Konsorcjum firm z Głubczyc i Kędzierzyna-Koźla wygrało przetarg na budowę nowej drogi z Prudnika do czeskiego Jindrzichova. Ich oferta - 8 milionów złotych - była najtańszą spośród propozycji 7 oferentów, w tym jednej firmy czeskiej. W osobnym przetargu czeska gmina Jindrzichov wybierze swojego wykonawcę 1,5-kilometrowego odcinka trasy od granicy do centrum swojej miejscowości.
Wszystko ma być gotowe do października tego roku. Całość prac w 85 procentach dofinansuje unijny fundusz Program Operacyjny Współpracy Transgranicznej Republika Czeska - Polska. Projekt budowy drogi przygotowało starostwo prudnickie wraz z gminą Jindrzichov.
Licząca 9 km trasa Via Montana w dużej części pobiegnie po najwyżej położonej drodze na terenie województwa opolskiego z Prudnika do Wieszczyny i Dębowca. Na całej trasie szosa uzyska nową nawierzchnię z asfaltu. Dodatkowo na odcinku z Prudnika do Wieszczyny wymieniona będzie podbudowa drogi, tak aby mogła w przyszłości wytrzymać ruch ciężkich samochodów z kamieniołomu w Wieszczynie.
Za Wieszczyną w stronę Gór Opawskich trasa ma turystyczny charakter. Końcówkę drogi po stronie polskiej powiat prudnicki wybuduje wraz z nadleśnictwem już na terenie sąsiedniego powiatu nyskiego.
Dla turystów pieszych i rowerowych najciekawszy będzie malowniczy odcinek przez las po stronie polskiej oraz po polach u podnóża wzgórza Rochus, już po stronie czeskiej. Dzięki temu samochodem i rowerem można będzie zrobić szosową pętlę wokół Kopy Biskupiej, skrócić dojazd z Prudnika czy Opola do Zlatych Hor czy w rejon Pradziada.

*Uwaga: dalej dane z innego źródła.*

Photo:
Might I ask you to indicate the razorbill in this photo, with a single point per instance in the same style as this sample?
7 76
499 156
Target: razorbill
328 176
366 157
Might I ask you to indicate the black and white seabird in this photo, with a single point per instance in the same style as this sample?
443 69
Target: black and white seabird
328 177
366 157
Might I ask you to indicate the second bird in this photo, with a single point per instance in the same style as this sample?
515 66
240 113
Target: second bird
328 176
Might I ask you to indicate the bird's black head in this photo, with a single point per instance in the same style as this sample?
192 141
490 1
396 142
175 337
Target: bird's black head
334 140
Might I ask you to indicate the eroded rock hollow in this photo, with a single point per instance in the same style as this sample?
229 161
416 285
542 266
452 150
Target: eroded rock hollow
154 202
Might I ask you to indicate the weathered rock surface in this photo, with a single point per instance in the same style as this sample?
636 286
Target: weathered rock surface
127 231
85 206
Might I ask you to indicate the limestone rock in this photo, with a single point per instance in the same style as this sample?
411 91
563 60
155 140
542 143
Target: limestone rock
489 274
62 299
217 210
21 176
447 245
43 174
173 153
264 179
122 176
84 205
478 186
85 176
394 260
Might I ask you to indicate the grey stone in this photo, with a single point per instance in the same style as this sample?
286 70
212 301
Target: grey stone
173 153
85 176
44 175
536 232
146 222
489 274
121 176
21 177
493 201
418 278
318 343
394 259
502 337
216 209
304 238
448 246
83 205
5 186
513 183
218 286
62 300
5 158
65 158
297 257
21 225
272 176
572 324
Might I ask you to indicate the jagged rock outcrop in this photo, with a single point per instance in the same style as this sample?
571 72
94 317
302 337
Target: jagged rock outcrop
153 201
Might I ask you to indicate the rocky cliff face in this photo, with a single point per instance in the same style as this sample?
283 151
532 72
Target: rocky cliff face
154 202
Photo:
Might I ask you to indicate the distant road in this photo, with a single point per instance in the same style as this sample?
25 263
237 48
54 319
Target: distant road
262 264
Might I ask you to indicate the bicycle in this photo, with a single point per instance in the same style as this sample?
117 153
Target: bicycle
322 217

Z Głuchołaz czy Jarnołtówka bliżej zaś będzie do Krnova czy Mesta Albrechtice.
- Projekt drogi został przygotowany już w 2008 roku - mówi starosta prudnicki Radosław Roszkowski. - Wtedy jednak zakwalifikowano go na listę rezerwową. Udaje się go realizować dopiero teraz dzięki oszczędnościom, wygospodarowanym w Programie Operacyjnym Republika Czeska - Polska.